January 23, 2024—BRONX, NY—Rochelle Walensky, M.D., M.P.H., who served as the 19th director of the Centers for Disease Control and Prevention (CDC) from 2021 to 2023, will deliver the commencement address at Albert Einstein College of Medicine’s graduation ceremony. The event will take place May 23, 2024, at 3:00 p.m. in David Geffen Hall at Lincoln Center in Manhattan.
“Dr. Walensky’s leadership during the COVID-19 pandemic, her commitment to evidence-based decision-making, and her advocacy for historically marginalized populations make her an excellent role model for our graduates,” said Yaron Tomer, M.D., the Marilyn and Stanley M. Katz Dean at Einstein and chief academic officer at Montefiore Medicine. “We’re pleased and honored that she has agreed to speak to our newly minted physicians and scientists and to share the insights she has gained through a career dedicated to the service of others.”
Dr. Walensky served on the frontlines of the COVID-19 pandemic in Massachusetts until beginning her tenure at the CDC on January 20, 2021. While at the CDC, Dr. Walensky led the nation—and the world—through unprecedented times, navigating the COVID-19 pandemic and other infectious threats, including monkeypox. Under her leadership, the agency formally named racism and firearm violence public health issues and health equity became a CDC priority. She also served as chief of the division of infectious diseases at Massachusetts General Hospital from 2017 to 2021 and was a faculty member at Harvard Medical School from 2001 to 2021. She is currently a Hauser Fellow at the Harvard Kennedy School of Government, a Menschel Fellow at the T.H. Chan Harvard School of Public Health, and a senior fellow at Harvard Business School.

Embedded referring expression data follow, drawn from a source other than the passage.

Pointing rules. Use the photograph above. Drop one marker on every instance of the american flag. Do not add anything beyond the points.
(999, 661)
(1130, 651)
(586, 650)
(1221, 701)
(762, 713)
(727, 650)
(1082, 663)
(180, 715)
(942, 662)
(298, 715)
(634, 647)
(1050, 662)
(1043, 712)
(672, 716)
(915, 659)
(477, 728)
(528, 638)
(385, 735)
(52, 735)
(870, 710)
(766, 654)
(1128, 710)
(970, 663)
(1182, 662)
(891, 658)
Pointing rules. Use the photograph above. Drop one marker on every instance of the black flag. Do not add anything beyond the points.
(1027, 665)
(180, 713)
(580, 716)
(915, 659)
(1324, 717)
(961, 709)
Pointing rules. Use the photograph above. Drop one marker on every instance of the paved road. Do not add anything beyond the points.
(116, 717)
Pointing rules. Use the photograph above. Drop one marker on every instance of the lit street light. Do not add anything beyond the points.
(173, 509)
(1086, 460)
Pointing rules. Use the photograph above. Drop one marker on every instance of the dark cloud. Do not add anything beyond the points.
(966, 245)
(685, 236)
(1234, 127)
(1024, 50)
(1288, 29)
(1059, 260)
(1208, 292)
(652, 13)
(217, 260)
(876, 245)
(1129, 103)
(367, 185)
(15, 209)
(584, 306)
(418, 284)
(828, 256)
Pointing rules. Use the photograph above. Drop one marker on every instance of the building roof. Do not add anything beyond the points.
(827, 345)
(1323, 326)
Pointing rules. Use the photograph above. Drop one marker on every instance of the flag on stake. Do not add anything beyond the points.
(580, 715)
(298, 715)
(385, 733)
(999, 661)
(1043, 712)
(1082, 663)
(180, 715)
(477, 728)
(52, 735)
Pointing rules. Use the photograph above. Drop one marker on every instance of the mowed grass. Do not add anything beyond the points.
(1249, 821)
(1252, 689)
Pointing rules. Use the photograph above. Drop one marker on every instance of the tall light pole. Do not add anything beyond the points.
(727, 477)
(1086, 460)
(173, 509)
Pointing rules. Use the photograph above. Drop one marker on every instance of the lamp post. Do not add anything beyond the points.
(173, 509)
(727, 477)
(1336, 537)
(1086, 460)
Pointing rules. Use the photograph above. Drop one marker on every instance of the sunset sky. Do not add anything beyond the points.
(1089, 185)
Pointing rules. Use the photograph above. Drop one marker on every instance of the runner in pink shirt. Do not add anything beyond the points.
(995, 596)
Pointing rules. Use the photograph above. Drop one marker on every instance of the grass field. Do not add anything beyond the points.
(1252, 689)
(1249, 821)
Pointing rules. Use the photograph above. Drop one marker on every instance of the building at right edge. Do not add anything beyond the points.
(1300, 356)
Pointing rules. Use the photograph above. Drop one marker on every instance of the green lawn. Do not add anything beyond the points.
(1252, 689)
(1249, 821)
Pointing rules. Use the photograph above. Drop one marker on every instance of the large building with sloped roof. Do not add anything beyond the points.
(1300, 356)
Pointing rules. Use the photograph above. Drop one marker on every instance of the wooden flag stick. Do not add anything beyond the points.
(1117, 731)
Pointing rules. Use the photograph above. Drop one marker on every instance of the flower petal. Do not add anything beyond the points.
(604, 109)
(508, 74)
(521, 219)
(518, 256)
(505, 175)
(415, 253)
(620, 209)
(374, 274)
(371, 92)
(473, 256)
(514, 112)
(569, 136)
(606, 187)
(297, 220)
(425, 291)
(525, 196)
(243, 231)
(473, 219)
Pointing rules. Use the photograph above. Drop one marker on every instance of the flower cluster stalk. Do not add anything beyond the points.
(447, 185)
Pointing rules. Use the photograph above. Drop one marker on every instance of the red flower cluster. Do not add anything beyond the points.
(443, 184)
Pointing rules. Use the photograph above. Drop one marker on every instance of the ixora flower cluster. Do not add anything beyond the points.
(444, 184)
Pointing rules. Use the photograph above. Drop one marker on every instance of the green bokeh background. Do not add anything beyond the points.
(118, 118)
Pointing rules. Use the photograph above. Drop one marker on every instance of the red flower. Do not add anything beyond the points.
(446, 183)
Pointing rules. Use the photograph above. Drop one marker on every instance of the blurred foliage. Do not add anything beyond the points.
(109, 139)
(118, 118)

An infectious disease clinician and investigator, Dr. Walensky has guided her research career by a belief that the clinical and economic outcomes of medical decisions can be improved through the explicit articulation of choices, the systematic assembly of evidence, and the careful assessment of comparative costs and benefits. She has focused these beliefs on mathematical model-based research toward the promotion of global access to HIV prevention, screening, and treatment.
Dr. Walensky’s leadership during the COVID-19 pandemic, her commitment to evidence-based decision-making, and her advocacy for historically marginalized populations make her an excellent role model for our graduates.
Dean Yaron Tomer, M.D.
Dr. Walensky’s work has motivated changes to U.S. HIV testing and immigration policy; promoted expanded funding for HIV-related research, treatment, and the U.S. President's Emergency Plan for AIDS Relief (PEPFAR); and led to policy revisions resulting in aggressive HIV screening—especially for the underserved—and earlier treatment in resource-limited international settings. In light of these contributions and over 300 research publications, Dr. Walensky has been an active member of policy discussions at the World Health Organization and the Joint United Nations Programme on HIV and AIDS. She previously served as a member of the U.S. Department of Health and Human Services panel on HIV treatment guidelines, and chair of the National Institutes of Health’s Office of AIDS Research Advisory Council. She is a member of the National Academy of Medicine.
Dr. Walensky received her B.A. in biochemistry and molecular biology from Washington University in St. Louis in 1991, her M.D. from the Johns Hopkins School of Medicine in 1995, and her M.P.H. in clinical effectiveness from the Harvard School of Public Health in 2001. She completed her internal medicine residency at the Johns Hopkins Hospital and her infectious disease fellowship at the Massachusetts General/Brigham and Women’s Hospital combined program.